Version tested: Nakamichi 2020-May-09 (archived), built from source, using command: gcc -O3 -static -msse4.1 -fomit-frame-pointer Nakamichi_Ryuugan-ditto-1TB_btree.c -o nakamichi -D_N_XMM -D_N_prefetch_4096 -D_N_alone -DHashInBITS=24 -DHashChunkSizeInBITS=24 -DRAMpoolInKB=5120 -DBtreeHEURISTIC -D_POSIX_ENVIRONMENT_ -DLongestLineInclusive=128 -DSpeedUpBuilding=32 -DLITE.

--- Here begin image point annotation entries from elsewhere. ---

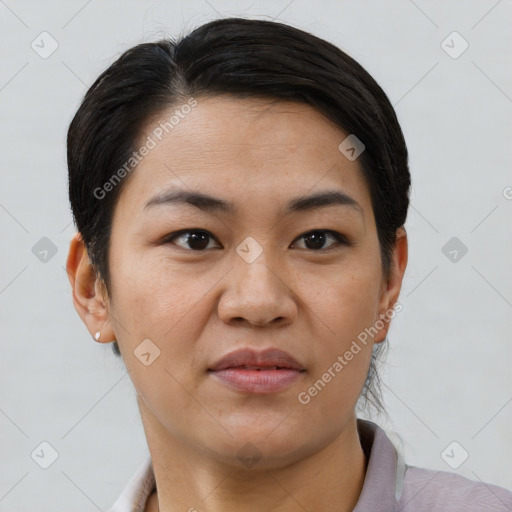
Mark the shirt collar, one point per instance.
(382, 487)
(383, 483)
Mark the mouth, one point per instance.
(251, 371)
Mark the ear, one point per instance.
(391, 288)
(89, 292)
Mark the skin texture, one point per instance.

Comments: Requires massive amount of memory. Does not support streaming for compression. Fills console with ASCII art and irrelevant texts. Creates multiple log files. Refuses to decompress any files with names not ending with ".Nakamichi". Version 2020-May-09 is already unavailable on both homepages, so I mirror it here in minimal form. Due to slowness it is currently only tested on datasest smaller than 200 MB.

pbzip2

Homepage: https://launchpad.net/pbzip2/

Version tested: 1.1.13, 2015-12-18.

pigz

Homepage: https://zlib.net/pigz/

Version tested: 2.4, 2017-12-26.

snzip

GitHub: https://github.com/kubo/snzip

Based on the Snappy compression library.

Version tested: 1.0.4, 2016-10-02.

xz

Homepage: https://tukaani.org/xz/

Based on the LZMA algorithm.

Version tested: 5.2.2, 2015-09-29.

zpaq

Homepage: http://www.mattmahoney.net/dc/zpaq.html

Version tested: 7.15, 2016-08-17.

Comments: No streaming mode.

zpipe

ZPAQ homepage: http://www.mattmahoney.net/dc/zpaq.html
zpipe documentation: http://mattmahoney.net/dc/zpipedoc.html

Version tested: 2.01, 2010-12-23, built from source (http://mattmahoney.net/dc/zpipe.201) with libzpaq 4.00, 2011-11-13 (http://mattmahoney.net/dc/libzpaq400.zip), built with: g++ -o zpipe -O3 -march=native -ffast-math -s zpipe.cpp libzpaq.cpp.

zstd

GitHub: https://github.com/facebook/zstd
Homepage: https://facebook.github.io/zstd/

Version tested: 1.5.0, 2021-05-15, built from source using bundled makefile.